Las ideas expuestas en este último párrafo son difíciles de intuir en el transcurso de la película (o al menos lo fueron para mí), ya que se dan situaciones tan absurdas y surrealistas que es normal  quedarse perplejo ante los acontecimientos  y no entender de inmediato su porqué.
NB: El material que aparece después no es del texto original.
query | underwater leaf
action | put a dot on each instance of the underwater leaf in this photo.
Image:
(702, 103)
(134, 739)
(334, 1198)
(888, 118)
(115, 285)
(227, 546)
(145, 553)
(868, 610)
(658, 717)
¿Qué quiere Lanthimos que veamos en esta familia de pirados?  ¿Es sólo una historia perturbadora e irreal?  Pienso que no, creo que más allá de las circunstancias disparatadas de los personajes, hay una invitación a la reflexión y a que extrapolemos esa idea de única verdad o de norma establecida en nuestro día a día:

¿Qué son para nosotros las costumbres o la tradición? ¿Y la religión? ¿Y una estructura social? ¿No son al fin y al cabo todas ellas una serie de normas establecidas, que si bien pueden  ser cuestionadas, a la vez son innegables? ¿Es alguien capaz de vivir al margen de ellas? ¿Somos capaces de huir o desprendernos de todo lo establecido y encontrar una verdad no contaminada y ajena a ellas?

Kynodontas

Con esta ráfaga de preguntas con las que creo que mucho tiene que ver Canino, termino el artículo, esperando que la gente que haya visto la película les encuentre sentido , y para los que no, sirvan de motivación para verla.

Por último (y ya sí que termino) aprovechamos para despedirnos y deciros que en septiembre volvemos con más cine y artículos cineptos. Nos ha encantado poder colaborar en la Blogosfera estos meses y tenemos ganas de poder hacerlo de nuevo. ¡Buen  verano!